Lessons from deep rest
I took two weeks off because it was the holidays, because I was really tremendously tired, because I did 70% of my business’s annual sales in the final three months of the year, because I burned out a little but not a lot, and because I haven’t taken a real-ass vacation since before the Biden administration.
I did what normal people did. Lots of regular things. I put up a Christmas tree, exchanged presents with loved ones, ate a lot. And then I flew to France, and now I’m writing this on the TGV to Marseille, where I will be living for the next two months, again like a completely normal person would do.
I have learned many things, like how twelve years of French education once made me fluent, but after 22 years of not using it, I am now just inhumanly good at reading text, not composing my own sentences. So I am strictly on read-only mode with the French language. This is more useful than nothing, sure, but it’s still occasionally frustrating and always destabilizing.

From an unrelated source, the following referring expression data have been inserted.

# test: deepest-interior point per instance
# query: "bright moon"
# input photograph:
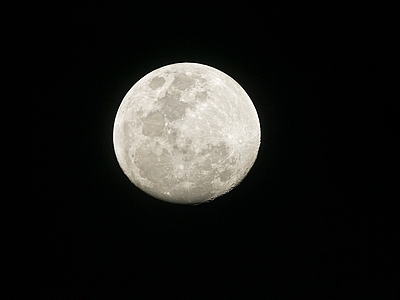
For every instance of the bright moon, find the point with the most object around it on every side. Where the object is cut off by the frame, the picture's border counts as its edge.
(186, 133)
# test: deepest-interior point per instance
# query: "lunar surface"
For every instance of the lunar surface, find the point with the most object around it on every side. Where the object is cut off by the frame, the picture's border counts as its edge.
(186, 133)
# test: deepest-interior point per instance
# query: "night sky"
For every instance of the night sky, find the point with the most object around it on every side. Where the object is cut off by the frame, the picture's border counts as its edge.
(314, 217)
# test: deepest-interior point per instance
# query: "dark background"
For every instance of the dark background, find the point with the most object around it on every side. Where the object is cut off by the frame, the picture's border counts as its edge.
(313, 219)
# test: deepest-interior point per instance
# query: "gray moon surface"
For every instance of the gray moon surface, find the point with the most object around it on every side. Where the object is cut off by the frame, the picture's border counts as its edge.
(186, 133)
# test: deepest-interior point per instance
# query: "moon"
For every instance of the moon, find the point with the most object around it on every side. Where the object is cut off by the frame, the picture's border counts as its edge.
(186, 133)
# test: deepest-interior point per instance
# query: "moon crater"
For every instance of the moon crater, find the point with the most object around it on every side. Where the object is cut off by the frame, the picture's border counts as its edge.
(186, 133)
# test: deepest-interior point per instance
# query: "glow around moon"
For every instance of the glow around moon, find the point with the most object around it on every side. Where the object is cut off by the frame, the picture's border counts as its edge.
(186, 133)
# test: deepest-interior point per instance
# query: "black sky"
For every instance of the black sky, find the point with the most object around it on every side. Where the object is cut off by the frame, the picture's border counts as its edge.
(313, 218)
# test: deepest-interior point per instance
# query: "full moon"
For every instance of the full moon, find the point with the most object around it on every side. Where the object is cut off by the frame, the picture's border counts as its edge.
(186, 133)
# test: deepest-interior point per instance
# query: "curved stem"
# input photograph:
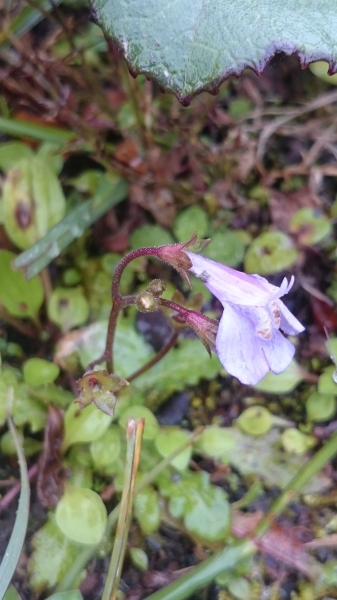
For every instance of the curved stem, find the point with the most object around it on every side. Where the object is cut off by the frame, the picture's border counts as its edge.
(155, 359)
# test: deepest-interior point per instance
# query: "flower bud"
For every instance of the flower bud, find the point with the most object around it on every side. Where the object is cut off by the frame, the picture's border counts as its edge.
(205, 328)
(100, 388)
(146, 302)
(175, 255)
(156, 287)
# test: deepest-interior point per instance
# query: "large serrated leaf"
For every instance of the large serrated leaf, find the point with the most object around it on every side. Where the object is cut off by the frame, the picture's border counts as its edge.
(192, 45)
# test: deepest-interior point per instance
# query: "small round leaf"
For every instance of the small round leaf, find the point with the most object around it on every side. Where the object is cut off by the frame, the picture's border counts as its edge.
(170, 439)
(20, 297)
(270, 252)
(255, 420)
(37, 371)
(68, 308)
(81, 515)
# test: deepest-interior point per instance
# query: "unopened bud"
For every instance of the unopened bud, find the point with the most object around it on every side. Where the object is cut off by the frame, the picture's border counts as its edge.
(146, 302)
(156, 287)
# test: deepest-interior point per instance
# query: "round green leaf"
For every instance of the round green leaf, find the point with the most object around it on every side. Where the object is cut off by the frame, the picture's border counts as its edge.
(81, 515)
(52, 556)
(327, 382)
(190, 46)
(68, 308)
(297, 442)
(226, 247)
(107, 448)
(256, 420)
(37, 371)
(320, 407)
(191, 220)
(214, 441)
(138, 412)
(147, 510)
(311, 226)
(284, 382)
(33, 201)
(139, 559)
(320, 69)
(69, 595)
(20, 297)
(84, 425)
(170, 439)
(270, 252)
(13, 152)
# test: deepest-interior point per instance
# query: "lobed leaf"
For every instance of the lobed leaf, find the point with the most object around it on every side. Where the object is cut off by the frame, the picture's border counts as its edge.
(193, 45)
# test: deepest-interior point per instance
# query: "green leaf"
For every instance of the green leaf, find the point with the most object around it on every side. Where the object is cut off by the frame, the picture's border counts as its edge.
(33, 201)
(84, 425)
(191, 220)
(26, 410)
(269, 253)
(255, 420)
(11, 153)
(214, 441)
(327, 383)
(11, 594)
(203, 506)
(297, 442)
(70, 595)
(190, 46)
(264, 458)
(20, 297)
(320, 69)
(170, 439)
(107, 448)
(147, 510)
(68, 307)
(132, 353)
(108, 194)
(53, 555)
(320, 407)
(138, 412)
(182, 366)
(226, 247)
(15, 544)
(139, 558)
(81, 515)
(284, 382)
(37, 371)
(310, 226)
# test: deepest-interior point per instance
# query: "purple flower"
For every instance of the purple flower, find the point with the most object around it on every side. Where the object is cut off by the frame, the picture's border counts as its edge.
(249, 342)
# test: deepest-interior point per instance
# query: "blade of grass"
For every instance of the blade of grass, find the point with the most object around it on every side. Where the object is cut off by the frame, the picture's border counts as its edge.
(15, 544)
(87, 553)
(134, 433)
(226, 559)
(44, 133)
(36, 258)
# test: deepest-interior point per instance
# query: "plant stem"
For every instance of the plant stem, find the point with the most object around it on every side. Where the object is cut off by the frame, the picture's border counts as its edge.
(88, 552)
(155, 359)
(226, 559)
(119, 302)
(134, 432)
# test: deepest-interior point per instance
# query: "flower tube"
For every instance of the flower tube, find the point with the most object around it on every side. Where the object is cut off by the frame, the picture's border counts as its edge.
(249, 342)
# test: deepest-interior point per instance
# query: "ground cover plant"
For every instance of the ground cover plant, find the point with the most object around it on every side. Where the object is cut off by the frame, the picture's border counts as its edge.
(156, 470)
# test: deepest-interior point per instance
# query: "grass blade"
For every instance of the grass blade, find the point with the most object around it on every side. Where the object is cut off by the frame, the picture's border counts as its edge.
(36, 258)
(134, 432)
(15, 544)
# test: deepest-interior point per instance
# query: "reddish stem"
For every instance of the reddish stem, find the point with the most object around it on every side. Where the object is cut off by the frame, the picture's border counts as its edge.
(14, 491)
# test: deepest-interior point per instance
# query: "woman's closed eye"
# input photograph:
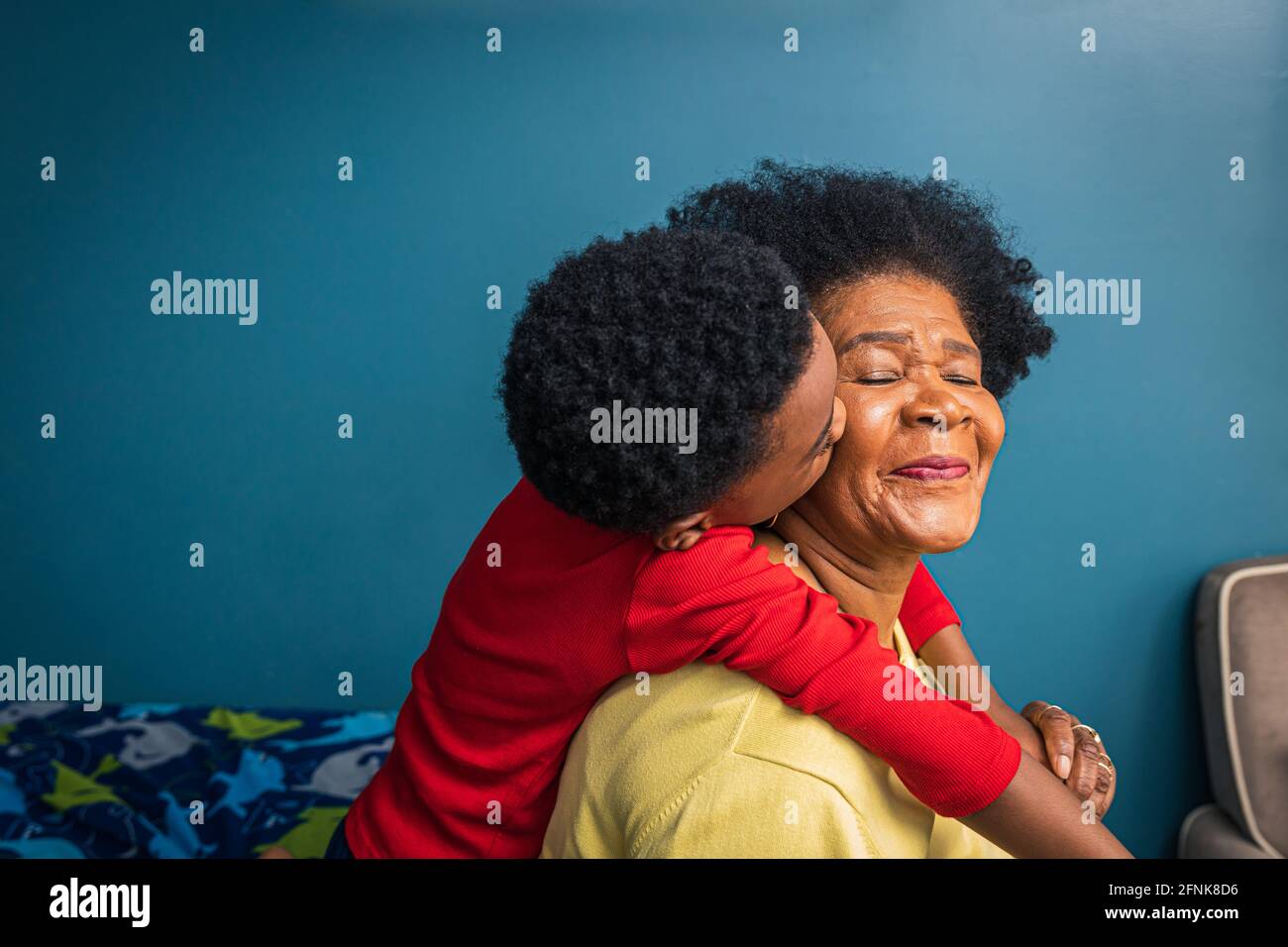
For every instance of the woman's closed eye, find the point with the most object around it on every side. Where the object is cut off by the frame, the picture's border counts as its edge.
(887, 377)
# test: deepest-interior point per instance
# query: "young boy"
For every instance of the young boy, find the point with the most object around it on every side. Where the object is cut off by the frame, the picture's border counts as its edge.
(658, 392)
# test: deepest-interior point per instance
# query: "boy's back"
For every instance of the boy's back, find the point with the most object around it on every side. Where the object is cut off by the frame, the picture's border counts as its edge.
(488, 692)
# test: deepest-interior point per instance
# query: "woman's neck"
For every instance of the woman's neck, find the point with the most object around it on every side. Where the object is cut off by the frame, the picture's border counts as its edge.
(864, 582)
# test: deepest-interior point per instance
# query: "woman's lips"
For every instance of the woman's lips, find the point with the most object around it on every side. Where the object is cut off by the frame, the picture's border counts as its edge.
(936, 467)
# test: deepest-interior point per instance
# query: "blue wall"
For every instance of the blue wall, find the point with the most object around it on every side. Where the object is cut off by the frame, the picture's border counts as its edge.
(473, 169)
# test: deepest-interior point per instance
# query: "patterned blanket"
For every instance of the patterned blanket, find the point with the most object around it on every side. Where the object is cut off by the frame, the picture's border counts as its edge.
(167, 781)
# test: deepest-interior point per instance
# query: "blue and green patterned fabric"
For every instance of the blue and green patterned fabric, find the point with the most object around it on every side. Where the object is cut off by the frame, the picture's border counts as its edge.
(168, 781)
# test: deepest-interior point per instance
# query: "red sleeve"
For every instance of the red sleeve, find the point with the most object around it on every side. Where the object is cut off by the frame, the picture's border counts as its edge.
(925, 609)
(724, 602)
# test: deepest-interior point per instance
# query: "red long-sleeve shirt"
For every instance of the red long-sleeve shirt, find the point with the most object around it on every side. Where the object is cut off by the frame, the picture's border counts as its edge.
(548, 611)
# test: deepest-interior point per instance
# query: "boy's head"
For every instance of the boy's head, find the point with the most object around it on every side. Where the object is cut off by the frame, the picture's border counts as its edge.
(662, 382)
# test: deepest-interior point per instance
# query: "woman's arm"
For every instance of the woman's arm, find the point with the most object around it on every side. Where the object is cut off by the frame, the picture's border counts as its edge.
(1070, 754)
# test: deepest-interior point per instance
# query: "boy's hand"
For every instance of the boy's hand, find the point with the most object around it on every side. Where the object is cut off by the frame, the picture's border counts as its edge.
(1074, 753)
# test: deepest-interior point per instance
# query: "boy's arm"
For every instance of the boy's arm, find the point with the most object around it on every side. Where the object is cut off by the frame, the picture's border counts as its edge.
(1037, 817)
(722, 600)
(925, 609)
(948, 648)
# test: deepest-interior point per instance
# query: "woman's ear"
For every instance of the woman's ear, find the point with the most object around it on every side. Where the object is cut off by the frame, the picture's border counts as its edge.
(682, 532)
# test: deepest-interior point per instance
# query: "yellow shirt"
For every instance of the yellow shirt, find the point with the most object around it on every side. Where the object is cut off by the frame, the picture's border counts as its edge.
(711, 764)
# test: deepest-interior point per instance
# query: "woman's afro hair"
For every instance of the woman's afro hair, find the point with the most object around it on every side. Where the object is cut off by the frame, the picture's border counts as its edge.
(836, 227)
(656, 320)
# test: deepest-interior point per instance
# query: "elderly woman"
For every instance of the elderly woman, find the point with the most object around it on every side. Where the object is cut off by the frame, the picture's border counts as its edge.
(931, 324)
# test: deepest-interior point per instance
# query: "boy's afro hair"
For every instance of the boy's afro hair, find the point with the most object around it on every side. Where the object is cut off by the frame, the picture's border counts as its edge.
(657, 318)
(836, 226)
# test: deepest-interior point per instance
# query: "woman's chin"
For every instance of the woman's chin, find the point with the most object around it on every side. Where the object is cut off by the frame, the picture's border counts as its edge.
(931, 538)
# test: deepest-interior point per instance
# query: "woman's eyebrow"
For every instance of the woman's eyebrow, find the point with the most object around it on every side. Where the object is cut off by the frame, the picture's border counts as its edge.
(903, 339)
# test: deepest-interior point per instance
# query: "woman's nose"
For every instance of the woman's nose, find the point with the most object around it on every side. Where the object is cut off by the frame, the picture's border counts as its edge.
(935, 405)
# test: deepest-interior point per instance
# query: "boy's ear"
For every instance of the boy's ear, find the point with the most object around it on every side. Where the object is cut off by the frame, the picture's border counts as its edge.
(682, 532)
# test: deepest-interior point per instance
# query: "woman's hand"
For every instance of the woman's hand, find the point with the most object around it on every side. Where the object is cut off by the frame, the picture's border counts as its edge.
(1076, 754)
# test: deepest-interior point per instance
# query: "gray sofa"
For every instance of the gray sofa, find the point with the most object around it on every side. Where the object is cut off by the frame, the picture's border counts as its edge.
(1240, 638)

Helpfully, I melt into Paris. With the curly hair and city face, I am constantly parsed as natively French. When I speak, I speak with a native Parisian accent, as is taught in American schools. So people always think I went to the Sorbonne or something, and then I have to explain that no, I’m American; and yes, that’s an Italian passport, it’s a long story. And then I have to apologize & switch to English, which causes even more psychic whiplash for everyone. I fully recognize that having these problems is both unrelatable and astoundingly privileged, but they are my problems right now, the things that are sitting on my desk that I get to wake up and disentangle every day.